EKBIS.CO, JAKARTA -- Sebanyak 79 perusahaan tengah menjalani proses pemeriksaan terkait dugaan melakukan pembakaran hutan dan lahan. Kementerian Lingkungan Hidup dan Kehutanan (KLHK), menyatakan, puluhan perusahaan tersebut telah disegel.
"Mengenai penegakkan hukum, ada 79 perusaaan yang terindikasi. Sedang dilakukan penyelidikan dan penyidikan," kata Pelaksana Tugas Direktur Pengendalian Kebakaran Hutan dan Lahan, KLHK, Raffles Pandjaitan dalam konferensi pers di Manggala Wanabakti, Jakarta, Senin (21/10).
Ia memerinci, dari 79 perusahaan pemegang hak konsesi lahan, mayoritas atau sebanyak 33 konsesi berada di Kalimantan Tengah. Sisanya, 11 konsesi terdapat di Kalimantan Selatan, 2 konsesi di Kalimantan Timur, 2 konsesi di Kalimantan Utara, 2 konsesi di Riau, 10 konsesi di Jambi, serta 12 konsesi di Sumatera Selatan.
Dari segi bidang usaha, sebanyak 55 perusahaan bergerak di bidang perkebunan kelapa sawit. Selanjutnya 1 perusahaan perkebunan tebu, 15 perusahaan dengan Izin Usaha Pemanfaatan Hasil Hutan Kayu (IUPHHK) hutan tanaman industri, 3 perusahaan pemegang IUPHHK hutan alam, serta 1 perusahaan pemegang IUPHHK restorasi ekosistem.
Raffles mengatakan, hasil pemeriksaan terhadap 79 perusahaan tersebut akan diumumkan langsung oleh Direktur Jenderal Penegakkan Hukum KLHK. "Hasilnya, kita tunggu dari Dirjen Gakkum (Rasio Ridho Sani)," kata Raffles.
Dari hasil pemantauan terakhir, pada bulan September terjadi kenaikan signifikan area luasan karhutla yang sebesar 858 ribu hektare (ha) atau naik signifikan dari luasan karhutla bulan sebelumnya sebesar 329 ribu ha.
Dari total luas kebakaran 858 ribu hektare, 228 hektare merupakan lahan gambut sedangkan 630 merupakan lahan mineral. Raffles mengakui, peningkatan itu memang cukup besar sehingga penegakkan hukum mesti digencarkan.

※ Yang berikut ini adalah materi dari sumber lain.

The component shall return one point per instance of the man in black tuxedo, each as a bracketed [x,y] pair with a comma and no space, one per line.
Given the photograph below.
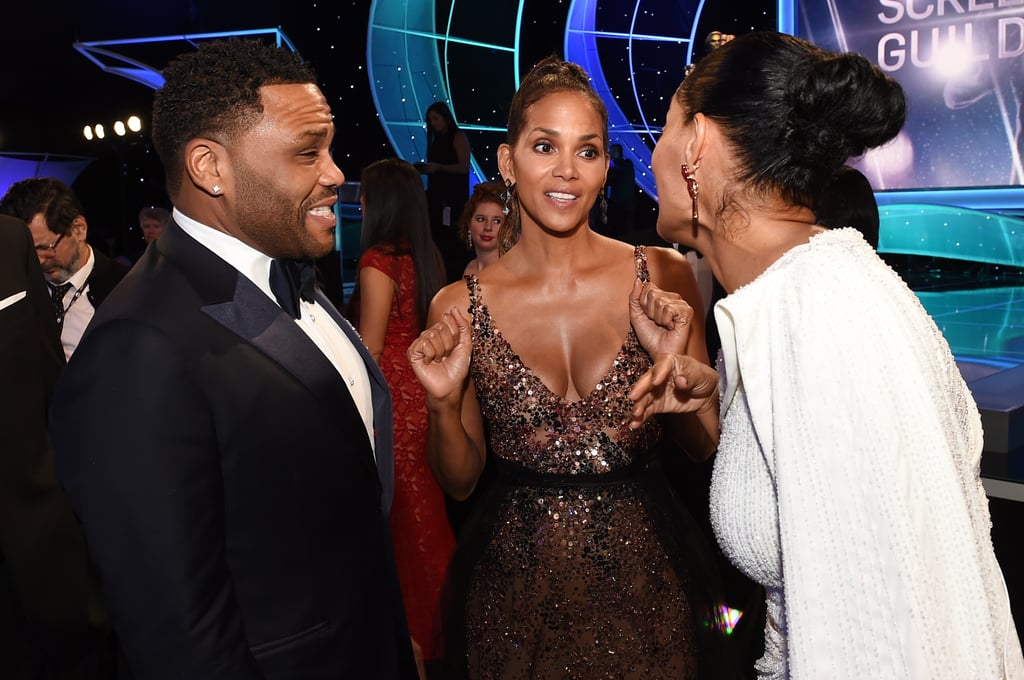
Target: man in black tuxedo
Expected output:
[51,622]
[80,277]
[238,514]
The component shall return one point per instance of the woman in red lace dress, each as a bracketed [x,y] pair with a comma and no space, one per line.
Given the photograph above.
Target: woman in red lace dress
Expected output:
[398,273]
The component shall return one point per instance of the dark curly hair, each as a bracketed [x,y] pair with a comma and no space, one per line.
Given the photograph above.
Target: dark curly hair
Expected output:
[214,92]
[48,196]
[550,75]
[395,216]
[793,113]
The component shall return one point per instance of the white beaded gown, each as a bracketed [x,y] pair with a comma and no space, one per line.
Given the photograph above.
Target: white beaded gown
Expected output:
[847,479]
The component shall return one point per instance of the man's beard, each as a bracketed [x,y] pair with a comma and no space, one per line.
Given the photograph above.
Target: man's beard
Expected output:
[61,274]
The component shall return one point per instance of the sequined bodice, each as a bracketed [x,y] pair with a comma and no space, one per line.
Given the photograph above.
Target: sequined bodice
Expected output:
[544,432]
[566,574]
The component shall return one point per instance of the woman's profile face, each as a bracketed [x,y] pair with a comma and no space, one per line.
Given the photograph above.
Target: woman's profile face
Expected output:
[674,204]
[484,225]
[436,122]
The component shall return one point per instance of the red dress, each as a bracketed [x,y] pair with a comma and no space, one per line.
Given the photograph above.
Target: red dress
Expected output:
[420,529]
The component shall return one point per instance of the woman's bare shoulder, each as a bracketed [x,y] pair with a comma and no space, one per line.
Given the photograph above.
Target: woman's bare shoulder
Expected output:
[455,294]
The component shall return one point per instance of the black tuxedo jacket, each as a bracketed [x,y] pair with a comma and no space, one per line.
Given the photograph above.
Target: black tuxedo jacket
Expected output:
[105,274]
[237,515]
[50,614]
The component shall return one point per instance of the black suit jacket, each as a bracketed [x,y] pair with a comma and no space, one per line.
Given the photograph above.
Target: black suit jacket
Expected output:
[237,517]
[50,614]
[105,274]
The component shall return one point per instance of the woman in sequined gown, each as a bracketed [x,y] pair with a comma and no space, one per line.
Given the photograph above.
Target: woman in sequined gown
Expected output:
[847,477]
[399,270]
[579,563]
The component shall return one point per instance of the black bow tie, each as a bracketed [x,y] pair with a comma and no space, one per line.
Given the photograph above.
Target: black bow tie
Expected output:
[291,280]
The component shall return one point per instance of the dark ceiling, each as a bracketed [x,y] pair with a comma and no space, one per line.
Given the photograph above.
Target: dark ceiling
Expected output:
[48,90]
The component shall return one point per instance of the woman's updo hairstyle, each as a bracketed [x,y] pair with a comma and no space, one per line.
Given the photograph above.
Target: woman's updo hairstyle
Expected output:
[793,113]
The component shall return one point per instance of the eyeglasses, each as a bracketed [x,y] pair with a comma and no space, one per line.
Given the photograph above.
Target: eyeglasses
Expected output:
[51,247]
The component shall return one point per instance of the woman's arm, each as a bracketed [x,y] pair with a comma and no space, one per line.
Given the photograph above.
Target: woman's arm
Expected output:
[440,358]
[377,293]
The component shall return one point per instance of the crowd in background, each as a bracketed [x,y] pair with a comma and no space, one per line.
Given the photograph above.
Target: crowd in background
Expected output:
[527,444]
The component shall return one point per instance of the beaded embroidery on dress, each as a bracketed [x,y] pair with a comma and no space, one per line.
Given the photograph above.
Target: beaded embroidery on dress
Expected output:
[568,571]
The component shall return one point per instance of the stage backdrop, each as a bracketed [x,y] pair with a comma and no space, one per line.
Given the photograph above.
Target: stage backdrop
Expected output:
[962,65]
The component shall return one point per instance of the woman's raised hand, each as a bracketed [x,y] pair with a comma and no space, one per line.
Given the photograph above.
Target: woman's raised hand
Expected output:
[660,319]
[674,384]
[440,356]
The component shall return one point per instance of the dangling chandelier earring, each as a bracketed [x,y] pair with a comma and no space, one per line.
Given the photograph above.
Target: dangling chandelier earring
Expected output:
[692,187]
[507,197]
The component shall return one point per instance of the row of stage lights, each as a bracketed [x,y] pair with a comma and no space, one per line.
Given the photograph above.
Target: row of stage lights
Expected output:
[121,128]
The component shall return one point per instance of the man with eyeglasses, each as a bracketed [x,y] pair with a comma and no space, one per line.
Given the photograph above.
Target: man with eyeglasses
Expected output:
[79,275]
[52,624]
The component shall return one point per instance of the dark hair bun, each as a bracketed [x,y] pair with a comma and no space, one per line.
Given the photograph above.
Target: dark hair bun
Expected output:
[843,104]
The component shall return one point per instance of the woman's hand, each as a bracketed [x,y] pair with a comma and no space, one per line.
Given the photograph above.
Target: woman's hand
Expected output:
[440,356]
[660,319]
[674,384]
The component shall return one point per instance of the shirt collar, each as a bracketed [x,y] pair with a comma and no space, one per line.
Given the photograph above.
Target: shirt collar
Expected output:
[250,262]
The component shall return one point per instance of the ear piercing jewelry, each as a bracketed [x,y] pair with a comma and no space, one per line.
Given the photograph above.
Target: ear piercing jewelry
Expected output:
[507,197]
[690,175]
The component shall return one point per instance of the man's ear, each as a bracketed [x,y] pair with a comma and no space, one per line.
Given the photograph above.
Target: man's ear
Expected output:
[207,165]
[80,228]
[695,146]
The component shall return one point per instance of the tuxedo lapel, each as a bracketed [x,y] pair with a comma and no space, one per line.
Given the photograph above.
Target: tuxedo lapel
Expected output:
[381,395]
[242,307]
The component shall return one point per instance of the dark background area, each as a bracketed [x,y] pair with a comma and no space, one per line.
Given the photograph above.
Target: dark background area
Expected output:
[49,90]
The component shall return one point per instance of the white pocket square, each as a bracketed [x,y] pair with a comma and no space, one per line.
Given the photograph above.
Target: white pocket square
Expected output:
[11,299]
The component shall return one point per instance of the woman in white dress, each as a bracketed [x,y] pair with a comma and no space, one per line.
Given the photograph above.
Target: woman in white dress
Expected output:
[847,477]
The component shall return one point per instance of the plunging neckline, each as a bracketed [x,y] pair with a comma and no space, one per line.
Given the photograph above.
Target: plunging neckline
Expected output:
[598,386]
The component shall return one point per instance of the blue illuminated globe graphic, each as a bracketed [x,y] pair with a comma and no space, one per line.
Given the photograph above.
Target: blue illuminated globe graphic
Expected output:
[636,52]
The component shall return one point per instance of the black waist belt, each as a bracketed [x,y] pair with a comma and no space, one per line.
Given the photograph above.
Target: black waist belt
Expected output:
[517,474]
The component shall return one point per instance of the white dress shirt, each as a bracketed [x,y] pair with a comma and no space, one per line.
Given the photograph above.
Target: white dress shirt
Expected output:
[314,321]
[78,310]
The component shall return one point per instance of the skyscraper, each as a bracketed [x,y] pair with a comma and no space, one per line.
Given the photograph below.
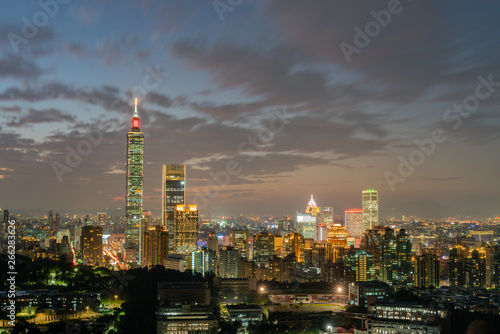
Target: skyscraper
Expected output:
[239,240]
[51,220]
[353,221]
[185,229]
[57,222]
[263,247]
[404,274]
[173,193]
[325,215]
[101,218]
[155,246]
[293,243]
[427,271]
[134,185]
[92,245]
[212,241]
[370,208]
[229,262]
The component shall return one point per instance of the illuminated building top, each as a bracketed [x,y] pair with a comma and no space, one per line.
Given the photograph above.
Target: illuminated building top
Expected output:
[135,118]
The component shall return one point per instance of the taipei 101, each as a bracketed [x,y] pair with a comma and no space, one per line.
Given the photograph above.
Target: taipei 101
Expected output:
[249,167]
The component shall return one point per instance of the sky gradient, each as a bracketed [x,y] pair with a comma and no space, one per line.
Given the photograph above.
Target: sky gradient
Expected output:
[263,88]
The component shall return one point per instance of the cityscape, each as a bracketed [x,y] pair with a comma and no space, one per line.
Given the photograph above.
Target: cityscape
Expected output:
[218,168]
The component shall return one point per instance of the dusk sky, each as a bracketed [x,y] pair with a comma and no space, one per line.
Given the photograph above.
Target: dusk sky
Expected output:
[333,95]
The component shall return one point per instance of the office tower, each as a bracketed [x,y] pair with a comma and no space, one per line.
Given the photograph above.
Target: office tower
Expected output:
[477,273]
[353,222]
[361,262]
[372,242]
[239,240]
[229,262]
[404,274]
[263,247]
[173,194]
[490,267]
[337,236]
[312,208]
[212,241]
[427,271]
[370,208]
[50,223]
[306,225]
[101,218]
[294,244]
[185,229]
[458,265]
[155,246]
[92,245]
[278,245]
[134,185]
[204,261]
[389,259]
[325,216]
[321,232]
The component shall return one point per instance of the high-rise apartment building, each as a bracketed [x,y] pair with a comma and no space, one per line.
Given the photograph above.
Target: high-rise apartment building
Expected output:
[427,271]
[404,274]
[229,262]
[353,222]
[204,261]
[173,193]
[294,243]
[155,246]
[360,261]
[101,218]
[458,264]
[50,221]
[370,208]
[337,236]
[212,241]
[91,244]
[239,240]
[185,229]
[263,247]
[312,208]
[389,258]
[134,185]
[325,215]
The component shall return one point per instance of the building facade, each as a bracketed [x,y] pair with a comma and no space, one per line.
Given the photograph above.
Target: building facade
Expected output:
[173,194]
[185,229]
[134,185]
[370,208]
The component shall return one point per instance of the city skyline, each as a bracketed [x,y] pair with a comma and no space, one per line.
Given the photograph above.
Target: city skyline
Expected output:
[246,87]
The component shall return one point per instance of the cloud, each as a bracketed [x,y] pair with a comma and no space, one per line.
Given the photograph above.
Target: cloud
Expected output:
[84,14]
[50,115]
[18,67]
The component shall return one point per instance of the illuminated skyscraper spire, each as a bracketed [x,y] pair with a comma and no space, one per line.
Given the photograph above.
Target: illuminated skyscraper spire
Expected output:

"Siapa yang membakar? Ini yang jelas kebakaran karena ada api yang dibawa manusia. Makanya dalam proses penyelidikan dan penyidikan ke 79 perusahaan itu," kata dia.
Menurut dia, penyebab meluasnya kebakaran memang mayoritas akibat api yang muncul imbas ulah manusia, bukan karena faktor alam. Modus-modus yang kerap ditemui yakni perusahaan membayar orang untuk melakukan pembakaran lahan demi kepentingan perluasan.
Mereka, orang-orang yang menjadi suruhan perluasan bahkan sudah siap untuk menutupi informasi mesti telah diamankan aparat. Hal itu, diakui Raffles cukup menyulitken Direktorat Jenderal Gakkum KLHK ketika melakukan pemeriksaan.
"Gakkum terkadang kesulitan karena orang-orang ini siap untuk tidak buka mulut. Ini yang harus menjadi upaya yang terus dilakukan," kata dia.